From Copilot to Pilot: Towards AI Supported Software Development
Rohith Pudari, Neil A. Ernst
TL;DR
The paper assesses the current capabilities and limits of AI-supported code completion, using Copilot as a representative tool, to understand how far such systems can support software engineering beyond basic code generation. It introduces a six-level software abstraction taxonomy and empirically evaluates Copilot on Pythonic idioms and JavaScript best practices, revealing strong syntax success but limited idiom alignment and insufficient handling of code smells and design-level tasks.
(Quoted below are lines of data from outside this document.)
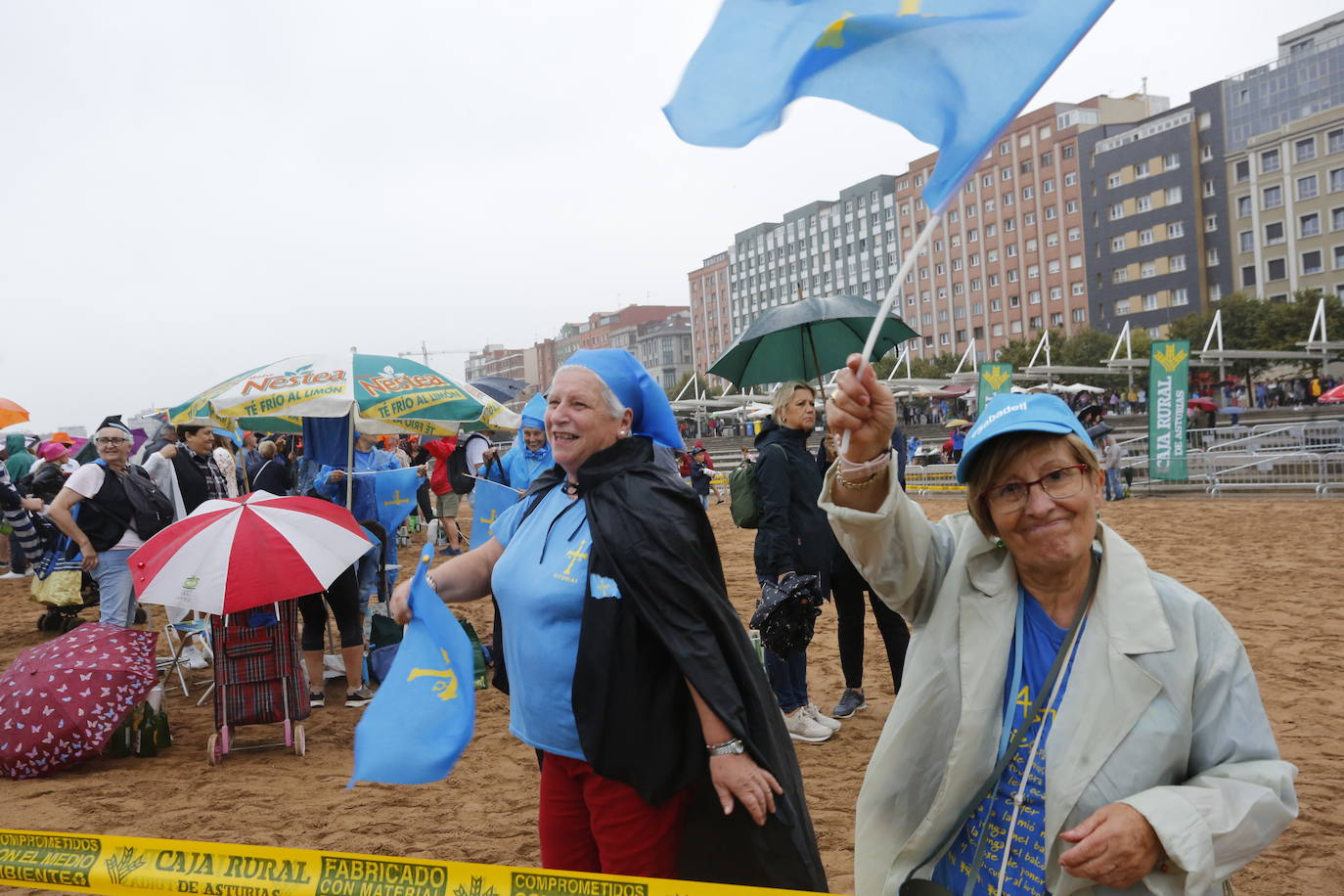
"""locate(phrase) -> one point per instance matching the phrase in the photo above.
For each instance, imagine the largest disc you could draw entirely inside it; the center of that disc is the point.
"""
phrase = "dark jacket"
(674, 625)
(793, 533)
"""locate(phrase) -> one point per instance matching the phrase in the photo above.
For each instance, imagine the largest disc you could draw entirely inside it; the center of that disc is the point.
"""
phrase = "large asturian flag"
(953, 72)
(423, 718)
(489, 500)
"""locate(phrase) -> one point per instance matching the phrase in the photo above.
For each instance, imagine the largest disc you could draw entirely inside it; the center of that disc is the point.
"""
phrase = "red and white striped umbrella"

The findings highlight that while AI-assisted tools can accelerate writing correct code, they struggle with idiomatic usage, architectural decisions, and multi-file design, underscoring the need for higher-level reasoning and curated training data. The study outlines implications for practitioners and researchers, emphasizing data quality, multi-file context, and design-aware generation as essential directions for advancing AI-supported software development tools.
Abstract
AI-supported programming has arrived, as shown by the introduction and successes of large language models for code, such as Copilot/Codex (Github/OpenAI) and AlphaCode (DeepMind). Above human average performance on programming challenges is now possible. However, software engineering is much more than solving programming contests. Moving beyond code completion to AI-supported software engineering will require an AI system that can, among other things, understand how to avoid code smells, to follow language idioms, and eventually (maybe!) propose rational software designs. In this study, we explore the current limitations of AI-supported code completion tools like Copilot and offer a simple taxonomy for understanding the classification of AI-supported code completion tools in this space. We first perform an exploratory study on Copilot's code suggestions for language idioms and code smells. Copilot does not follow language idioms and avoid code smells in most of our test scenarios. We then conduct additional investigation to determine the current boundaries of AI-supported code completion tools like Copilot by introducing a taxonomy of software abstraction hierarchies where 'basic programming functionality' such as code compilation and syntax checking is at the least abstract level, software architecture analysis and design are at the most abstract level. We conclude by providing a discussion on challenges for future development of AI-supported code completion tools to reach the design level of abstraction in our taxonomy.